S-LCA PROCESSES Section: This section includes fields for:

• PROCESS_LOCATION: The location where the process occurs.
• RISK_OPPORTUNITY_LEVEL: A field for evaluating risk and opportunity levels for the process.
• DATA_CSO: A field to include data from the CSO (likely related to data sources or documentation).

S-LCA SOCIAL IMPACTS Section: This section allows adding social impact data for the process with the following fields:

• INPUT: Input values for the social impact analysis.
• INPUT_LOCATION: The location where the social impact input comes from.
• PSILCA_GEN_PROC: A field for selecting or inputting the generic process for the social impact assessment.
• IMPACT_CAT_MRH: A field to specify the category of the social impact.
• + Button: Allows adding additional social impact data.
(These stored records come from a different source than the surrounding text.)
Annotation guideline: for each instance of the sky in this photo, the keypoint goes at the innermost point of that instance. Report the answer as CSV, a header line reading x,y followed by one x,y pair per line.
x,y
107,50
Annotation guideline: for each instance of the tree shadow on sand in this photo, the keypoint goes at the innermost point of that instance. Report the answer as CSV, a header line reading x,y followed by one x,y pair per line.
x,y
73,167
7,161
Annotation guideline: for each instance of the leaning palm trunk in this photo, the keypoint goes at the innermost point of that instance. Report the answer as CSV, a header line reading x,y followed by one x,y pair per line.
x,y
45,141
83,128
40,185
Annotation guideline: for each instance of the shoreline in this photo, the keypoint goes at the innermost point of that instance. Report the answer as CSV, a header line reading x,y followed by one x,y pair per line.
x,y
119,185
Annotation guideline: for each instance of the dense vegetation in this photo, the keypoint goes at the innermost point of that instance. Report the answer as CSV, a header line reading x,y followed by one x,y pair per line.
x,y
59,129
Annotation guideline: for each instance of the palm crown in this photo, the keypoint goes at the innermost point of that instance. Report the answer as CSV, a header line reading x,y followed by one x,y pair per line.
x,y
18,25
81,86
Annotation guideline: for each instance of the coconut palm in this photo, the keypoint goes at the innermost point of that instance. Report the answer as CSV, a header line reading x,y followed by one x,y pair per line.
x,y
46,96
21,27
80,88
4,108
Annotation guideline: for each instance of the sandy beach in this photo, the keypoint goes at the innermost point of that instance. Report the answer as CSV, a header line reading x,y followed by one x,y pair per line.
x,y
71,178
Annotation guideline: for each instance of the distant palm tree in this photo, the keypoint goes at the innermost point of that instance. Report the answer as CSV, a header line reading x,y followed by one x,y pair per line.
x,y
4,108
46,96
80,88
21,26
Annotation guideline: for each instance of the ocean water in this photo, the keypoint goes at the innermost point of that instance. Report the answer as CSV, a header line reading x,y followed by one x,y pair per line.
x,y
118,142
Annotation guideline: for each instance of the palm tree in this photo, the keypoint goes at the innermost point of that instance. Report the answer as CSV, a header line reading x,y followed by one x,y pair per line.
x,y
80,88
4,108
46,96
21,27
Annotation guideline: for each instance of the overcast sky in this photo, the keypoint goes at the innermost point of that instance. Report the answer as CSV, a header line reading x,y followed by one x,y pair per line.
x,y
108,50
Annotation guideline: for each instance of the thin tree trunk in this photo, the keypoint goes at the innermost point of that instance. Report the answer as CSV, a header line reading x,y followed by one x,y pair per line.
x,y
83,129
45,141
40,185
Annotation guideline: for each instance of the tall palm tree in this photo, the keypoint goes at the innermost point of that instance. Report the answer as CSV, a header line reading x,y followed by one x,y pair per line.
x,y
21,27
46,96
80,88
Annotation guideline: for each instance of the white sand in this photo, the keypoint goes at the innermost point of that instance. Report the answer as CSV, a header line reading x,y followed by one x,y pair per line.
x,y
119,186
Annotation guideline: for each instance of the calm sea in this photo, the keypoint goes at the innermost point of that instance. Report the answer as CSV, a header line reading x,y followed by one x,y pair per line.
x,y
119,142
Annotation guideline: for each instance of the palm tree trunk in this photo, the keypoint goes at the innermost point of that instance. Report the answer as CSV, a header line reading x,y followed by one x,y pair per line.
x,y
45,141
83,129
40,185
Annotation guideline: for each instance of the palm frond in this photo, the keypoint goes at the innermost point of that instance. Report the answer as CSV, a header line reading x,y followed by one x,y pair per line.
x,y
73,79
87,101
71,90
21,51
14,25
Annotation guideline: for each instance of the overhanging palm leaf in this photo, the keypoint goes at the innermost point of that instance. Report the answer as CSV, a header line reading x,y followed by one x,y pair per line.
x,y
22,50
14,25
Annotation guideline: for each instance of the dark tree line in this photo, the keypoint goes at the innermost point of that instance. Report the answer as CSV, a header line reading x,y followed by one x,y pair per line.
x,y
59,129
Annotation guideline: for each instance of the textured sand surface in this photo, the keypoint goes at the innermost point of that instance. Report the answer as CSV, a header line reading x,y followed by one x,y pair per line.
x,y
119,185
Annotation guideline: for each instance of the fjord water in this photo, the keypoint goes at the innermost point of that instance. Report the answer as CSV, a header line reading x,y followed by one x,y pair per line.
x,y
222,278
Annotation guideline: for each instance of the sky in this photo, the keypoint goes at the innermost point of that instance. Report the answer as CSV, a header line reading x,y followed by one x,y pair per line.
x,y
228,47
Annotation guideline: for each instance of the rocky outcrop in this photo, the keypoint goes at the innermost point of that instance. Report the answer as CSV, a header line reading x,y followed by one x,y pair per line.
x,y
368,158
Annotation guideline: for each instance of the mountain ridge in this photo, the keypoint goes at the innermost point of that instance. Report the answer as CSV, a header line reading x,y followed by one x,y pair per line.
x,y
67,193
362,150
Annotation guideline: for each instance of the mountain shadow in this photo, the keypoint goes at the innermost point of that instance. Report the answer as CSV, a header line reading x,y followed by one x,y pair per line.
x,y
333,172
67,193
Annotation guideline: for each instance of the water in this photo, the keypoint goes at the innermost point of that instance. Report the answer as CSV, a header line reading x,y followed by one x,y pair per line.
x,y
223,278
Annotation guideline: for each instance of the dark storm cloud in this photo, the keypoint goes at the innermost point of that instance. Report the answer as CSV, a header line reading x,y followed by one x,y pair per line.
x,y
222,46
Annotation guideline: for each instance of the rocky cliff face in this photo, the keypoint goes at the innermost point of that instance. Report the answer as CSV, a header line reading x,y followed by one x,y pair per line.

At the bottom of the window, there are two buttons:

• Close: To close the window without saving changes.
• Save changes: To save any modifications made to the process.

This interface allows the user to manage and configure processes within the project, offering a clear view of their properties for easy editing.

The image displays the "End of Life Strategy" section, which allows the user to identify the best strategy for reducing the impact of disassembly activities. This section includes several options:

• Optimal values calculation: A button for calculating the optimal values that help in identifying the best approach to reduce the environmental impact during the disassembly process.
• Show Solution: A button to display the recommended solution for reducing impact based on the calculated values.
• Show Routes: A button to visualize the different routes or options available in the disassembly process, showing the best way to approach the end-of-life phase.

The section also includes several key categories related to the strategies for disassembly:

• COST LCC: Represents the cost analysis of the Life Cycle Costing (LCC) approach for disassembly activities.
• COST LCA: Represents the cost analysis based on the Life Cycle Assessment (LCA) approach for the disassembly activities.

3.2. New project

Below is tthe correct flow of activities, starting from the creation of a new project, through the creation of the graph and filling out the components and processes fields, to the calculation and analysis of the optimal solution.

3.2.1 Workflow Description (Step-by-Step)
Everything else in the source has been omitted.